In effetti, i numeri della Carige parlano chiaro. Negli ultimi cinque anni la banca ligure ha bruciato capitali per quattro miliardi: se nel 2013 l'istituto valeva in Borsa circa 2 miliardi di euro, oggi le sue quotazioni raggiungono appena 124 milioni con una perdita che supera il 95%. E non poteva essere diversamente guardando in retrospettiva cosa è successo a Genova. Tutto è precipitato con la gestione di Giovanni Berneschi finito poi in carcere. Per la verità, il nuovo consiglio d'amministrazione, guidato da Cesare Castelbarco come presidente e da Piero Montani come amministratore delegato, aveva cercato prontamente di correre ai ripari varando prima un aumento da 800 e successivamente da 850 milioni, così come richiesto dalla Bce. Inoltre aveva raggiunto un accordo sindacale senza un'ora di sciopero per l'esodo di 600 dipendenti e aveva ceduto il ramo assicurativo al fondo d'investimento statunitense Apollo. Come conseguenza dell'ultima operazione, Castelbarco & C. si sono invece beccati successivamente una denuncia miliardaria con l'accusa di avere favorito la vendita agli americani.

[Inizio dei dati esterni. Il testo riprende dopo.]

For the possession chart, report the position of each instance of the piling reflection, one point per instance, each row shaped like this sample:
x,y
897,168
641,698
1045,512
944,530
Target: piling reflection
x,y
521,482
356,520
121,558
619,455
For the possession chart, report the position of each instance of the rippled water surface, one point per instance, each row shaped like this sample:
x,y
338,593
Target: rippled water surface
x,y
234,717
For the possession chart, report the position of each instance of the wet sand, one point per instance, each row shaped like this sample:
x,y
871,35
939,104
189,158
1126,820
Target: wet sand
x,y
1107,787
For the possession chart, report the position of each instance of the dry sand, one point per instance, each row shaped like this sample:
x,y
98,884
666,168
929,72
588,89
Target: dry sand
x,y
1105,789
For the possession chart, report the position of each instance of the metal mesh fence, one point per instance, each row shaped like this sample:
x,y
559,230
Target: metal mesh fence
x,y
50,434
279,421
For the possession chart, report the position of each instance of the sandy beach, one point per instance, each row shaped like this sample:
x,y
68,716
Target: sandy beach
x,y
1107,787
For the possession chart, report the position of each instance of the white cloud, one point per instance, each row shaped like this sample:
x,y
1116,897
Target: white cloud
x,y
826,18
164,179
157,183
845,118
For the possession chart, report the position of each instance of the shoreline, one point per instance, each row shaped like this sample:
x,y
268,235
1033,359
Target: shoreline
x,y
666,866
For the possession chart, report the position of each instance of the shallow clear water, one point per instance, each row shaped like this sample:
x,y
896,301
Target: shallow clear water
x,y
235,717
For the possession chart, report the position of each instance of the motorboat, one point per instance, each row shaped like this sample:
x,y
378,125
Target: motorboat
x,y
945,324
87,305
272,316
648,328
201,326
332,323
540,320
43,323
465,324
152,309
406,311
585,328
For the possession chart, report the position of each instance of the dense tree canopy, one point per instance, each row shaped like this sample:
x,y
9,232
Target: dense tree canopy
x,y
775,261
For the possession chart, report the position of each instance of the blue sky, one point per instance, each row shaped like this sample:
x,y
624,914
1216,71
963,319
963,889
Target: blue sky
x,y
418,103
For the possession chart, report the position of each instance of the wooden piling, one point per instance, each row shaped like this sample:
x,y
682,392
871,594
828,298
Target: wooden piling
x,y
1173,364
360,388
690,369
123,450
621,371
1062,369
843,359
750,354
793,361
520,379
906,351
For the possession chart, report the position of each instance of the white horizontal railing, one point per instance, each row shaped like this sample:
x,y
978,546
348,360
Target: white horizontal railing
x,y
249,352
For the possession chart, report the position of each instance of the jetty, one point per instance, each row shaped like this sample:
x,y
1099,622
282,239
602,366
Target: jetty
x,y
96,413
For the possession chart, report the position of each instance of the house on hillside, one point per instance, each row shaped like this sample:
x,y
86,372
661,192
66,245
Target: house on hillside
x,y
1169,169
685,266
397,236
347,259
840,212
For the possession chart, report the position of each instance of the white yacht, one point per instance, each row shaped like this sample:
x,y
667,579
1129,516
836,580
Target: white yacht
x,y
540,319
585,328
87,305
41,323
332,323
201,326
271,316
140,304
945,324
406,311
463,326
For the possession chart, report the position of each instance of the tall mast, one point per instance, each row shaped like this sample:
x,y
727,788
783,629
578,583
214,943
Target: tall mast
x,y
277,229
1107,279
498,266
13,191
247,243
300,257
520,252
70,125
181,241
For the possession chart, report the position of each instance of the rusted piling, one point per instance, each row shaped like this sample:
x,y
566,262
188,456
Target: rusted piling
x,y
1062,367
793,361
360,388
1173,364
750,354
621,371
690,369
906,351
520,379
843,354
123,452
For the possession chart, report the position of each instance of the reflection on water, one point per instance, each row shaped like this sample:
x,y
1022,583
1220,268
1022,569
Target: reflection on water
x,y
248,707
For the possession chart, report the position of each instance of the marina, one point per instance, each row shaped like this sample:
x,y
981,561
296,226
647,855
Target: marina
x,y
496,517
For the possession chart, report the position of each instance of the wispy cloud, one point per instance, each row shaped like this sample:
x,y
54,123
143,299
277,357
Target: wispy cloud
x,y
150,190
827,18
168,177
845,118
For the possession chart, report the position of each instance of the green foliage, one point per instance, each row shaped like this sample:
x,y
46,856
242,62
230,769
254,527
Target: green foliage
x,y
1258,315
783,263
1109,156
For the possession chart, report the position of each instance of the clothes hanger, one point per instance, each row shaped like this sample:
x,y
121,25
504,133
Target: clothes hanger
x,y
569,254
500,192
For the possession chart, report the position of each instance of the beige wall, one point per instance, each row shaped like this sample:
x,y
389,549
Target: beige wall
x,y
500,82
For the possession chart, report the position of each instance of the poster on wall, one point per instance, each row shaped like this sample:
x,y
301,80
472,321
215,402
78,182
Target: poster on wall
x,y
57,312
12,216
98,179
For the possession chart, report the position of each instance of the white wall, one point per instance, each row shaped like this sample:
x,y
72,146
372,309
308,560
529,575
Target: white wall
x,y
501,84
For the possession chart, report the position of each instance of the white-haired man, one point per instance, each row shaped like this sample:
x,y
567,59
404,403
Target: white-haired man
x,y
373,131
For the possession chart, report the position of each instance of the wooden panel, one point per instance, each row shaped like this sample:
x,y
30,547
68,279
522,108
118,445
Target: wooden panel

Sempre nel 2016, in febbraio, lo stesso fondo Apollo aveva avanzato una sua proposta d'acquisto, attraverso un aumento di capitale, dichiarandosi pronto a rilevare anche i crediti deteriorati della banca con una iniezione di denaro complessiva per circa un miliardo e 250 milioni. Ma, nel frattempo, al timone dell'istituto ligure era arrivato un altro azionista di controllo, la famiglia Malacalza. Ergo: l'offerta Usa non viene neppure trattata con la controparte dal nuovo consiglio d'amministrazione dove Giuseppe Tesauro e Guido Bastianini erano, nel frattempo, subentrati a Castelbarco e Montani. A quel punto, tutto tace ed è, così, trascorso inutilmente un altro anno. La situazione è diventata sempre più allarmante e, per cercare di «correre ai ripari», è stato nuovamente cambiato l'amministratore delegato: al posto di Bastianini, è il turno di Paolo Fiorentino. Adesso, sul filo di lana, è arrivato l'accordo che ha sbloccato l'ennesimo aumento di capitale: stavolta, sarà di 560 milioni e partirà mercoledì prossimo. Con la speranza che non sia davvero troppo tardi.